Meantime, there are more advanced techniques that security programs can’t reliably detect, he says. According to Chang, once ransomware makes its way into a network, businesses are especially vulnerable.

It’s what Chang refers to as ‘infection magnification.’ He explains that one infected computer can lead to triple the damage. Primary storage can be attacked, as well as distributed storage like Google Drive and Dropbox is also vulnerable. This has a large impact on remote workers and traveling salespeople.

“They really amplify the pain,” he says. “Because any corrupted files will get replicated to the cloud and then pushed out to other machines using that service.”

Once the malicious software has impacted head office it’s likely to corrupt the backup systems, according to Chang.

“Normal backup software will just backup whatever’s on the server. So if you’ve got corrupted files there it will just back them up,” he says. “And that’s a big problem because most backup software has a limited space for version history.”

“We’ve absolutely heard of people being forced to pay the ransom,” he says. “So that’s why we really focused on how to protect the backup as the last line of defense,” he says.

Backup Assist's Approach

Chang says BackupAssist is in a unique position to deal with this because of the company’s experience creating backups and scanning them for changes. That makes it easier for them to notice changes in the file and directory structures, mangled filenames, or malformed files.

Using that information they were able to create the CryptoSafeGuard solution. The offering is built around a suite of solutions the company invented to actively protect backups from ransomware threats, according to Chang. He explains they accomplish this in three ways:

  • Detect: The program scans and detects the effects of ransomware activities in the source files intended for backup
  • Protect: It includes features to stop ransomware from infecting backups from the BackupAssist computer
  • Respond: It alerts users via SMS and email and preserves the last good backup by blocking future backup jobs from running

Chang says the important thing to note is that the features in CryptoSafeGuard are not designed to replace traditional solutions like firewalls and antivirus. Instead, they’re designed to be used in conjunction. Where antivirus and anti-malware are focused on the threat, BackupAssist asserts its solutions are based on the content, like an undo button to roll back the damage.

“We’re not claiming that we’re the only thing you need,” he says. “We are an excellent reactive defense against crypto lockout and other crypto-based ransomware. We believe people will still need active defenses. So absolutely you need to educate the users about social engineering, you need email firewalls, intrusion detection, antivirus and antimalware.”

Reaction And Channel Plans

According to Vertigan, reaction to the beta version of the program has been positive.

“We’ve had dozens and dozens of beta testers, and they’ve all been very excited,” says Vertigan. “The feedback has been fantastic.”

The company will market the solution as part of a subscription service dubbed BackupCare. The subscription gives customers access to newer versions of BackupAssist, support, and CryptoSafeGuard. That means anyone with an existing subscription gets access to the new solution without any extra cost.

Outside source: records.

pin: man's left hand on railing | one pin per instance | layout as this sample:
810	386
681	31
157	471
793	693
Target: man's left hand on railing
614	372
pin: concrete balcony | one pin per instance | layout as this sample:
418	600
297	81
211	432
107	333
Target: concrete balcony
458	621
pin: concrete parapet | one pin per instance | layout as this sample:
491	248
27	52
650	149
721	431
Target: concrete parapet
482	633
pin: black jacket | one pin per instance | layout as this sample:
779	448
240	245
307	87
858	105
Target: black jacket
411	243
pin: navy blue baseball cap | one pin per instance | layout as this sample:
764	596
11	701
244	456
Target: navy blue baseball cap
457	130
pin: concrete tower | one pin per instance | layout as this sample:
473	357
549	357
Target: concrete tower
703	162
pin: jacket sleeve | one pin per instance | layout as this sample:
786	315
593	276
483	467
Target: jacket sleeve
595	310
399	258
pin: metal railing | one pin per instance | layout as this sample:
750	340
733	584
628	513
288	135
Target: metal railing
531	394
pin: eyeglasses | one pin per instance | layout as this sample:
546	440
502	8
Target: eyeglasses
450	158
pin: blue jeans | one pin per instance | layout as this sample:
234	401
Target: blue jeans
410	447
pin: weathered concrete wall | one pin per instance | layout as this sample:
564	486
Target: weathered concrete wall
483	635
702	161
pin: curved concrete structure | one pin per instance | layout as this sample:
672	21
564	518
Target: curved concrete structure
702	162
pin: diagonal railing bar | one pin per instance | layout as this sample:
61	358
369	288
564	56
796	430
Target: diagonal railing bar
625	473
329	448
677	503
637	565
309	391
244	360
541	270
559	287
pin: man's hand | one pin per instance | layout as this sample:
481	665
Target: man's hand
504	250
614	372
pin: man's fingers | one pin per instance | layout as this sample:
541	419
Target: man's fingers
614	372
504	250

For end-users who purchase off the company’s website, they can purchase BackupAssist and a 24-month subscription of BackupCare for $449. Channel Partners on the MSP program can purchase a subscription for $15 per month. “It's a great way for our channel partners to continue or even restart the conversation over backup subscriptions,” says Vertigan.

Growth has been largely organic since BackupAssist began operations in 2002, with the company relying on things like search engine optimization and word of mouth to get its name out into the world. Recently, the company launched its Partner Program in North America as it makes a push there. Now the company has more than 30,000 subscribing customers and partners in 165 countries.

Admittedly, numerous backup companies offer ransomware mitigation solutions -- many of which are specifically designed for MSPs that safeguard SMB networks.